Tower Records founder Russ Solomon, died on Sunday night (March 5th) at the age of 92 of an apparent heart attack. According to his hometown paper, The Sacramento Bee, Solomon passed during the Oscars telecast, with his son, Michael Solomon, saying, “Ironically, he was giving his opinion of what someone was wearing that he thought was ugly, then asked (his wife) Patti to refill his whisky.” When his wife returned she found Solomon had died. Solomon and the story of Tower were chronicled in Colin Hanks‘ 2015 indie-doc classic, All Things Must Pass: The Rise And Fall Of Tower Records.
Russ Solomon got his start in the music retail business in 1939, when he sold used 78 rpm records in his father’s Sacramento drug store. Tower Records was named after the Tower Theater, which was next door to that drug store. Solomon expanded Tower to San Francisco in 1967, then over the years opened more stores around the U.S., as well as in the U.K., Canada, Japan, Hong Kong, Taiwan, Singapore, South Korea, Thailand, Malaysia, the Philippines, Israel, Mexico, Colombia and many more.
- Arguably the most famous Tower Records outlet was the one located on the north side of Sunset Boulevard in West Hollywood, California.
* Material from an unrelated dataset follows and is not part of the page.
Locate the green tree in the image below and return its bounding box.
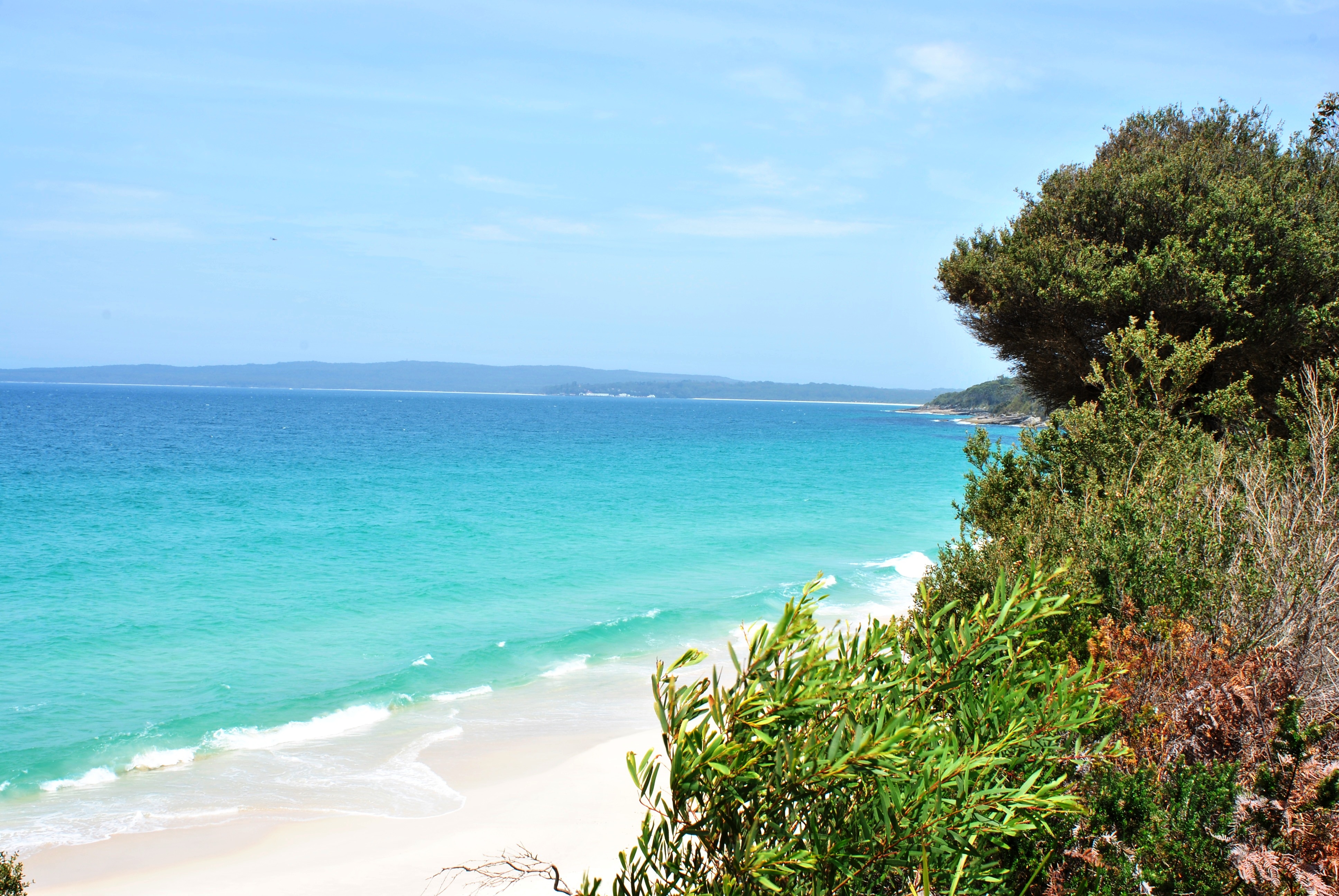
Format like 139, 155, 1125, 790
0, 849, 28, 896
939, 96, 1339, 420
In addition to CD’s and cassettes, stores also sold DVDs, video games, accessories, toys, electronics and books.
- Debt from its expansion, competition from big box stores and Internet piracy eventually led to Tower filing for bankruptcy in 2004 and again in 2006, with the chain closing for good that year.
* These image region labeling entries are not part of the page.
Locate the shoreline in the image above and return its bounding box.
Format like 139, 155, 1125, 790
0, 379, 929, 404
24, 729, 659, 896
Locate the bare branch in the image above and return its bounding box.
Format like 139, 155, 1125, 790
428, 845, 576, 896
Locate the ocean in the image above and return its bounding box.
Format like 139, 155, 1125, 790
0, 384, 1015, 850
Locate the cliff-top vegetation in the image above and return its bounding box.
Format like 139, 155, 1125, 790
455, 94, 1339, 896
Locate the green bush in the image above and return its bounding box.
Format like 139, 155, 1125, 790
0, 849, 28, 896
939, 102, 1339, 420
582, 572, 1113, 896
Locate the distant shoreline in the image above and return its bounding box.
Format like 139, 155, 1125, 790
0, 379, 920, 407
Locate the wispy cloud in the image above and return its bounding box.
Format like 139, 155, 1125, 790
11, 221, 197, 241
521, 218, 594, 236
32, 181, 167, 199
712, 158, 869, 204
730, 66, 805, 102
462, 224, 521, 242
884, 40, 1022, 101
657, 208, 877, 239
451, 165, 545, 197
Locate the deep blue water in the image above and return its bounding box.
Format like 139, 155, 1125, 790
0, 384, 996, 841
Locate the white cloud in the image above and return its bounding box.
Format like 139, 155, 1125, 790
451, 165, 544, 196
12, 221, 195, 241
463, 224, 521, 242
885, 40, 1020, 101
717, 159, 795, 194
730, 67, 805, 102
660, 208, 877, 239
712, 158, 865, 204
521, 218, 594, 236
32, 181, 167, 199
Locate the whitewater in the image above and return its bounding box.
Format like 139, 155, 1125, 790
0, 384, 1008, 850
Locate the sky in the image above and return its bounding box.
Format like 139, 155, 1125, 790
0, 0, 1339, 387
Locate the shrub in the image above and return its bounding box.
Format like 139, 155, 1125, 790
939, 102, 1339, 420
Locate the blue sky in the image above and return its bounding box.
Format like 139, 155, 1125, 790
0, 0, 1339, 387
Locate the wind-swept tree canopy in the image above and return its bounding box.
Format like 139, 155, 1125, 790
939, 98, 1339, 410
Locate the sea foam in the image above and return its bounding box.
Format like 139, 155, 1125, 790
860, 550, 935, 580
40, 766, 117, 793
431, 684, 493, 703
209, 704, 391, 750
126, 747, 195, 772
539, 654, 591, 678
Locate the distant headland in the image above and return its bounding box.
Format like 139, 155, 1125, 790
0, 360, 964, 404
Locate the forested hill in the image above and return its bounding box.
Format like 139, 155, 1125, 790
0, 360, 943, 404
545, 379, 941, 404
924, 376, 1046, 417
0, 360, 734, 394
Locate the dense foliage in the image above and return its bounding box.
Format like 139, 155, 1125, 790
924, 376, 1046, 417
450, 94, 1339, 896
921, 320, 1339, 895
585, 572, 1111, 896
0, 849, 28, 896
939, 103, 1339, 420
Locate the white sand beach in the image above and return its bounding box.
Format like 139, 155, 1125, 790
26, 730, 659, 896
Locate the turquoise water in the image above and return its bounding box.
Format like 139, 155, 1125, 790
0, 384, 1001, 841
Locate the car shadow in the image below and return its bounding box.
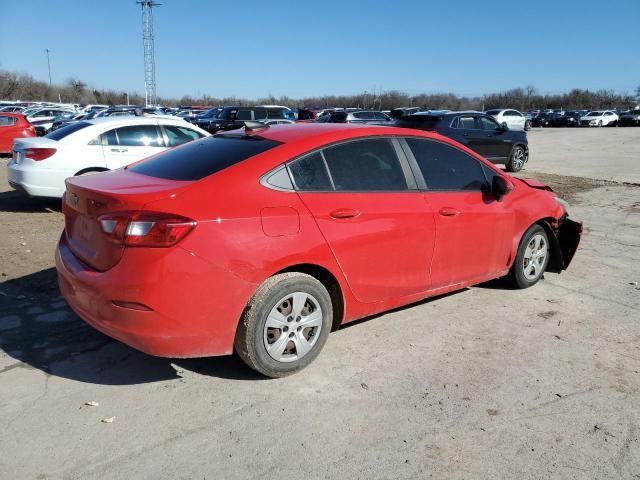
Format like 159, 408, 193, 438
0, 190, 62, 213
0, 268, 264, 385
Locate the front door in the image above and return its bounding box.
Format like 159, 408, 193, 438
289, 138, 435, 303
407, 138, 514, 288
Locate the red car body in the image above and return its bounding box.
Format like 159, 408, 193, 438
0, 112, 36, 153
56, 124, 581, 357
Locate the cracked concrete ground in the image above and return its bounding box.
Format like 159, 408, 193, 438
0, 129, 640, 479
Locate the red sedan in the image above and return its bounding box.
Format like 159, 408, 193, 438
56, 124, 582, 377
0, 112, 36, 153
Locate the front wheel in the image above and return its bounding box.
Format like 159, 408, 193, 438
507, 145, 527, 172
508, 224, 549, 288
234, 272, 333, 378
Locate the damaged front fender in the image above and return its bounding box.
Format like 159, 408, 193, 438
547, 215, 582, 273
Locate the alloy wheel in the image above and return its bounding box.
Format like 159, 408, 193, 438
522, 233, 549, 281
263, 292, 322, 362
- Dave Grohl himself told us a while back that he once worked at the legendary and now-defunct record chain: “I worked at Tower Records when I was 18, 19, something like that, in Washington D.C. It was pretty fun. I always looked at Tower as the place you could get a job if you had a really funky haircut. Maybe you could get a job at the construction warehouse, but you’d kind of rather be surrounded by music.”